Heat Shock Factor 1 (HSF1) is the master stress transcription factor which enables cells to overcome and survive otherwise lethal stresses (heat, acidosis, hypoxia, genomic stress, oxidative stress, etc.) [1-3]. While central to several pathophysiological conditions, in cancer cells, HSF1 is intimately linked with cancer initiation, progression and metastasis [2, 4, 5]. Consistent with major involvement in metastasis, HSF1 is highly expressed and activated in high grade primary cancers, significantly increased in metastatic lesions and strongly associated with poor outcomes in cancer patients (lung, breast, prostate, etc) [6-8].

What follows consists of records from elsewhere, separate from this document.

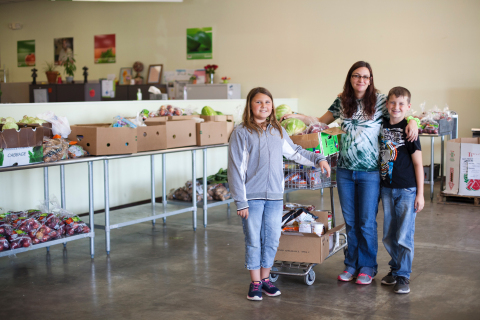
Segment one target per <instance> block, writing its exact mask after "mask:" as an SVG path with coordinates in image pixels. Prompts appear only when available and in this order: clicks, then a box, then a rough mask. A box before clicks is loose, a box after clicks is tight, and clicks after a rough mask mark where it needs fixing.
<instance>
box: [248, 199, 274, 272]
mask: <svg viewBox="0 0 480 320" xmlns="http://www.w3.org/2000/svg"><path fill="white" fill-rule="evenodd" d="M248 207H249V208H248V219H245V218H243V219H242V222H243V233H244V234H245V267H246V268H247V269H248V270H257V269H260V267H262V268H271V267H272V265H273V261H274V259H275V254H276V253H277V247H278V244H279V240H280V235H281V233H282V213H283V200H248Z"/></svg>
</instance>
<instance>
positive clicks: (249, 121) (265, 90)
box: [243, 87, 283, 139]
mask: <svg viewBox="0 0 480 320" xmlns="http://www.w3.org/2000/svg"><path fill="white" fill-rule="evenodd" d="M257 93H263V94H264V95H267V96H269V97H270V99H271V100H272V113H270V115H269V116H268V118H267V120H266V121H265V122H266V123H267V124H271V125H272V128H270V132H271V130H272V129H273V128H275V129H277V130H278V131H279V132H280V136H281V137H282V139H283V131H282V126H281V125H280V122H278V121H277V117H276V114H275V106H274V105H273V97H272V94H271V93H270V91H268V90H267V89H265V88H262V87H257V88H253V89H252V90H250V92H249V93H248V95H247V103H246V104H245V109H244V110H243V125H244V126H245V128H247V130H248V132H250V133H252V132H253V131H254V130H255V131H256V132H257V133H258V135H259V136H260V135H261V134H262V133H263V129H262V127H260V126H259V125H258V124H257V123H256V122H255V119H254V117H253V112H252V100H253V98H254V97H255V96H256V95H257Z"/></svg>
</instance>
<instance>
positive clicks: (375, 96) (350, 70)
mask: <svg viewBox="0 0 480 320" xmlns="http://www.w3.org/2000/svg"><path fill="white" fill-rule="evenodd" d="M362 67H365V68H367V69H368V71H369V72H370V83H369V85H368V88H367V91H366V92H365V95H364V96H363V99H362V100H363V105H364V106H365V110H364V113H365V114H366V115H367V116H368V117H369V118H373V115H374V114H375V105H376V103H377V92H378V90H377V89H375V84H374V82H373V72H372V67H371V66H370V64H369V63H368V62H365V61H357V62H355V63H354V64H353V66H352V67H351V68H350V70H348V74H347V78H346V79H345V84H344V85H343V92H342V94H341V95H340V100H341V101H342V106H343V112H344V115H345V117H346V118H351V117H352V116H353V114H354V113H355V112H356V111H357V98H356V96H355V91H354V90H353V87H352V82H351V79H352V73H353V71H355V70H357V69H358V68H362Z"/></svg>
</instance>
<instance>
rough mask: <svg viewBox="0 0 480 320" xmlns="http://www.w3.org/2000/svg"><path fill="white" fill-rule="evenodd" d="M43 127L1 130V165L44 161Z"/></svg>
mask: <svg viewBox="0 0 480 320" xmlns="http://www.w3.org/2000/svg"><path fill="white" fill-rule="evenodd" d="M42 143H43V127H37V128H32V127H29V128H20V129H19V130H18V131H17V130H15V129H5V130H3V131H0V167H12V166H23V165H28V164H33V163H39V162H43V144H42Z"/></svg>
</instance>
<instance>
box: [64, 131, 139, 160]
mask: <svg viewBox="0 0 480 320" xmlns="http://www.w3.org/2000/svg"><path fill="white" fill-rule="evenodd" d="M70 129H72V132H71V133H70V135H69V136H68V139H69V140H71V141H77V142H78V145H80V146H82V148H83V149H85V150H87V151H88V153H90V154H91V155H94V156H101V155H113V154H129V153H136V152H137V129H133V128H128V127H123V128H114V127H111V124H110V123H99V124H77V125H72V126H70Z"/></svg>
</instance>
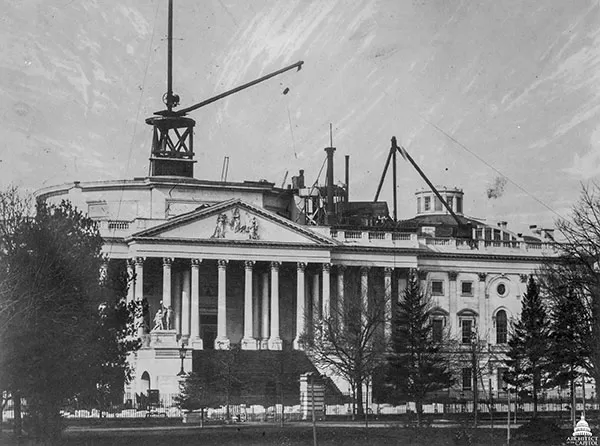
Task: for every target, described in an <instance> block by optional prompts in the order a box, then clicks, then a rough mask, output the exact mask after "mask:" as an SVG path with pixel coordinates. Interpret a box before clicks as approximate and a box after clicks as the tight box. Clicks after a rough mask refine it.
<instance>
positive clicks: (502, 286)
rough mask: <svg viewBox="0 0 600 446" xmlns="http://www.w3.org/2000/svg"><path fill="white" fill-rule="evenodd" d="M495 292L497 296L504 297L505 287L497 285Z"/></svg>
mask: <svg viewBox="0 0 600 446" xmlns="http://www.w3.org/2000/svg"><path fill="white" fill-rule="evenodd" d="M496 292H497V293H498V296H504V295H505V294H506V285H504V284H503V283H499V284H498V286H497V287H496Z"/></svg>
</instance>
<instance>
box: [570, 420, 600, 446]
mask: <svg viewBox="0 0 600 446" xmlns="http://www.w3.org/2000/svg"><path fill="white" fill-rule="evenodd" d="M567 445H569V446H598V437H594V436H593V435H592V430H591V429H590V426H589V425H588V424H587V421H585V418H584V416H583V415H581V420H579V422H578V423H577V426H575V430H574V431H573V435H571V436H570V437H568V438H567Z"/></svg>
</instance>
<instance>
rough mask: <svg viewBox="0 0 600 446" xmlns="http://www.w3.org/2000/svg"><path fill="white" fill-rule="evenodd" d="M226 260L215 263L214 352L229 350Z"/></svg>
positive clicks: (226, 269)
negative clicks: (217, 279)
mask: <svg viewBox="0 0 600 446" xmlns="http://www.w3.org/2000/svg"><path fill="white" fill-rule="evenodd" d="M227 263H228V261H227V260H219V261H218V262H217V269H218V273H217V274H218V281H219V284H218V290H217V339H215V350H229V344H230V342H229V338H228V337H227Z"/></svg>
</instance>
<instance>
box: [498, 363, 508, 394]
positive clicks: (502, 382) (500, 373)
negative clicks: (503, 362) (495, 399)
mask: <svg viewBox="0 0 600 446" xmlns="http://www.w3.org/2000/svg"><path fill="white" fill-rule="evenodd" d="M506 372H508V368H506V367H498V381H497V383H498V392H500V391H502V390H503V389H504V387H506V381H504V374H505V373H506Z"/></svg>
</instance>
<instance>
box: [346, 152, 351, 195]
mask: <svg viewBox="0 0 600 446" xmlns="http://www.w3.org/2000/svg"><path fill="white" fill-rule="evenodd" d="M348 200H350V155H346V203H348Z"/></svg>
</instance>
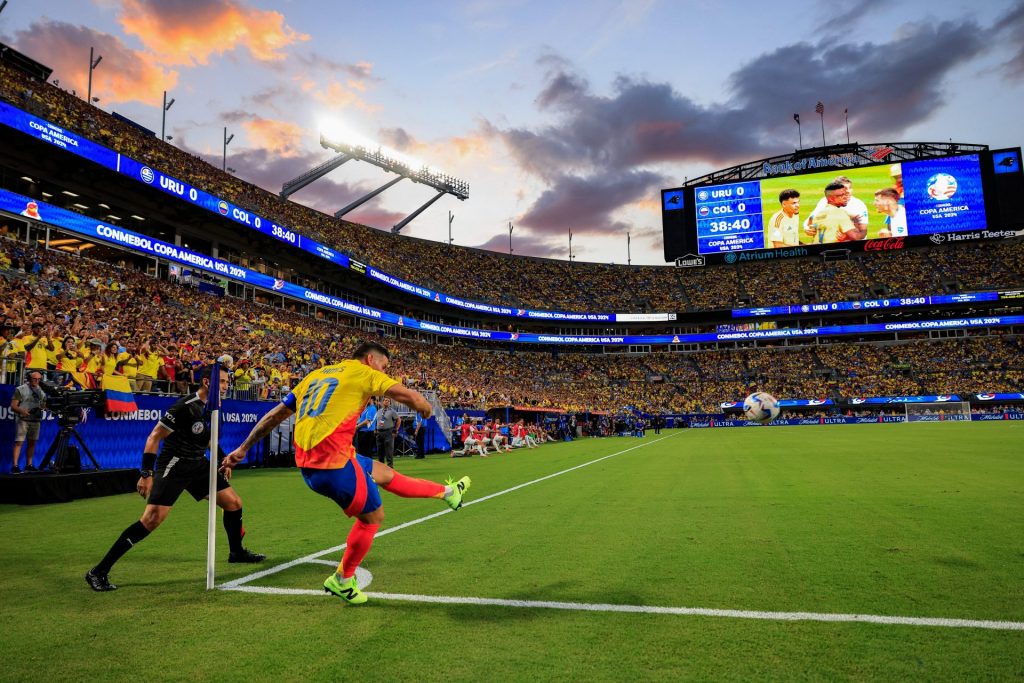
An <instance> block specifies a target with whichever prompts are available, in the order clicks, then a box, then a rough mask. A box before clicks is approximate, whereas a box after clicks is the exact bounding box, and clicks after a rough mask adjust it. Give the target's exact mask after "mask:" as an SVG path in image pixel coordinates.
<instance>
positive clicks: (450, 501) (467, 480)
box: [444, 477, 473, 510]
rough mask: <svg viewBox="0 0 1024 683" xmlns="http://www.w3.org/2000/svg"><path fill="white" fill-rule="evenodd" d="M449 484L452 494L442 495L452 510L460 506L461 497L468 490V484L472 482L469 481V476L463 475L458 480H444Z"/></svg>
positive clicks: (461, 497) (461, 501)
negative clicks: (463, 475) (445, 480)
mask: <svg viewBox="0 0 1024 683" xmlns="http://www.w3.org/2000/svg"><path fill="white" fill-rule="evenodd" d="M444 483H445V484H447V485H449V486H452V495H451V496H445V497H444V502H445V503H447V504H449V507H450V508H452V509H453V510H458V509H459V508H461V507H462V497H463V496H465V495H466V492H467V490H469V486H470V485H471V484H472V483H473V482H472V481H470V479H469V477H463V478H461V479H459V480H458V481H452V479H451V478H450V479H449V480H447V481H445V482H444Z"/></svg>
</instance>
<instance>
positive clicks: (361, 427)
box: [355, 396, 377, 458]
mask: <svg viewBox="0 0 1024 683" xmlns="http://www.w3.org/2000/svg"><path fill="white" fill-rule="evenodd" d="M376 422H377V403H376V402H375V400H374V398H373V396H371V397H370V400H369V401H367V407H366V408H364V409H362V413H360V414H359V421H358V422H357V423H356V425H355V427H356V431H355V452H356V453H358V454H359V455H360V456H366V457H367V458H373V457H374V425H375V424H376Z"/></svg>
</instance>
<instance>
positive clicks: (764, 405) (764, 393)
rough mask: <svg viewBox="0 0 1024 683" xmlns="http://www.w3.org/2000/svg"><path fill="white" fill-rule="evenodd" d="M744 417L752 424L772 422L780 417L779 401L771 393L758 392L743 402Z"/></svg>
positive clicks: (743, 413)
mask: <svg viewBox="0 0 1024 683" xmlns="http://www.w3.org/2000/svg"><path fill="white" fill-rule="evenodd" d="M743 415H744V416H745V417H746V419H748V420H750V421H751V422H760V423H761V424H765V423H768V422H771V421H772V420H774V419H775V418H777V417H778V400H776V398H775V396H773V395H771V394H770V393H765V392H764V391H756V392H754V393H752V394H751V395H750V396H748V397H746V398H745V399H744V400H743Z"/></svg>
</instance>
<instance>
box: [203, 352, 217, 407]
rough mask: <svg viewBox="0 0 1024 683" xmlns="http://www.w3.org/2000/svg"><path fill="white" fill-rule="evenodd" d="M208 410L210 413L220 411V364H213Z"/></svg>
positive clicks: (211, 376)
mask: <svg viewBox="0 0 1024 683" xmlns="http://www.w3.org/2000/svg"><path fill="white" fill-rule="evenodd" d="M206 410H207V412H208V413H213V412H214V411H219V410H220V362H219V361H217V362H215V364H213V370H211V371H210V394H209V395H208V396H207V399H206Z"/></svg>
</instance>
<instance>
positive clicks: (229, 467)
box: [220, 403, 295, 476]
mask: <svg viewBox="0 0 1024 683" xmlns="http://www.w3.org/2000/svg"><path fill="white" fill-rule="evenodd" d="M294 413H295V411H293V410H292V409H290V408H289V407H288V405H286V404H285V403H278V404H276V405H274V407H273V409H271V410H270V411H268V412H267V414H266V415H264V416H263V417H262V418H260V421H259V422H257V423H256V426H255V427H253V430H252V431H251V432H249V436H247V437H246V440H245V441H243V442H242V444H241V445H240V446H239V447H237V449H236V450H234V451H231V452H230V453H229V454H227V457H226V458H224V461H223V462H222V463H221V464H220V471H221V472H223V473H224V475H225V476H227V471H228V470H230V469H232V468H233V467H234V466H236V465H238V464H239V463H241V462H242V461H243V460H245V459H246V454H247V453H249V449H251V447H253V446H254V445H256V443H257V442H258V441H260V440H261V439H262V438H263V437H265V436H268V435H269V434H270V432H272V431H273V430H274V428H275V427H276V426H278V425H280V424H281V423H282V422H284V421H285V420H287V419H288V418H290V417H292V415H293V414H294Z"/></svg>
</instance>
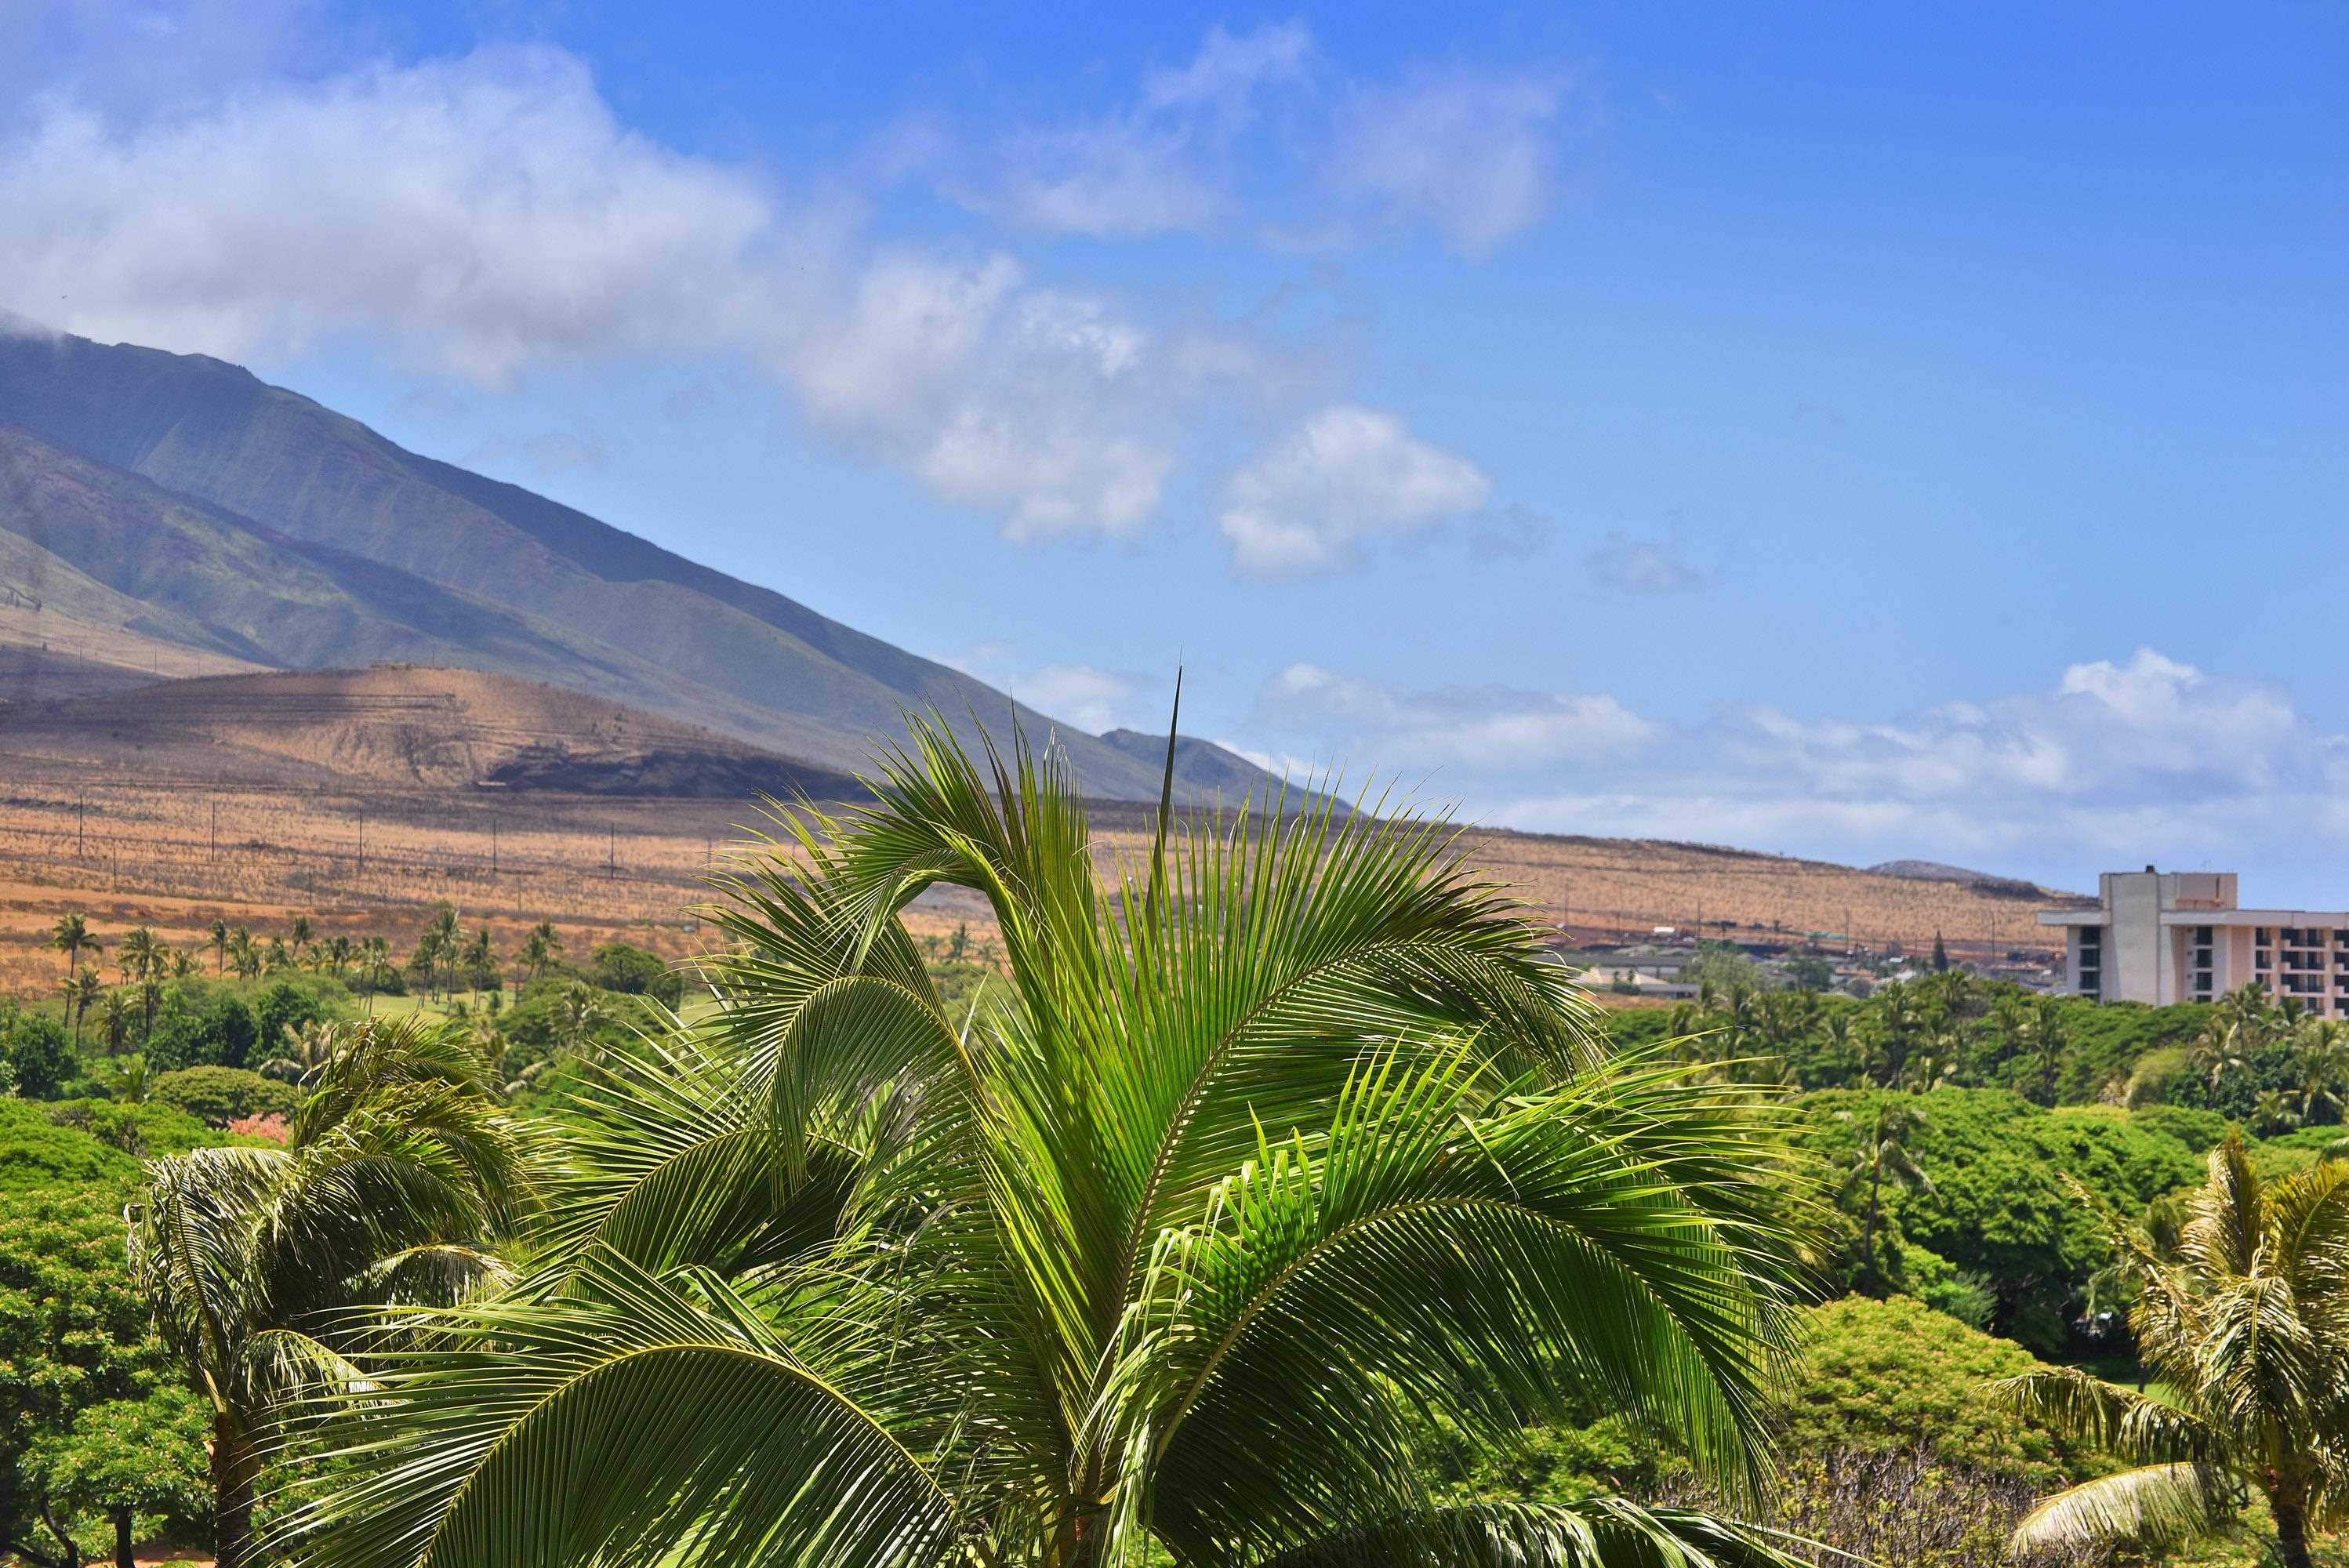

While HSF1 has been demonstrated to be dispensable for normal function and survival (in both cell and whole animal models), in advanced cancer cells HSF1 knockdown induces lethality [4, 9]. HSF1 has consequently emerged as a major therapeutic target, and this has motivated numerous research groups to undertake programs which seek to develop HSF1 inhibitors [2, 10, 11]. However, to this end these have been unsuccessful due to an inability to specifically and directly target HSF1 (thus resulting in non-specific modes of action) [2, 10, 11]. We have taken an alternative approach to targeting HSF1, through the development of rationally designed peptide inhibitors.
In this study, we have confirmed that our peptide inhibitor (HiPe4) directly binds HSF1 through use of a biotinylated pulldown of recombinant HSF1. We have also demonstrated that the HiPe4 (through incorporation of cell permeability sequences) reduces levels of cell motility proteins and proteins directly regulated by HSF1. Importantly, other proteins not under direct HSF1 regulation have been shown to be unaffected by HiPe4.
The outcomes of this work provide essential preliminary data establishing the efficacy of HiPe4 for interacting with HSF1 and inhibiting its function in vitro, prior to further investigations we will conduct in vivo.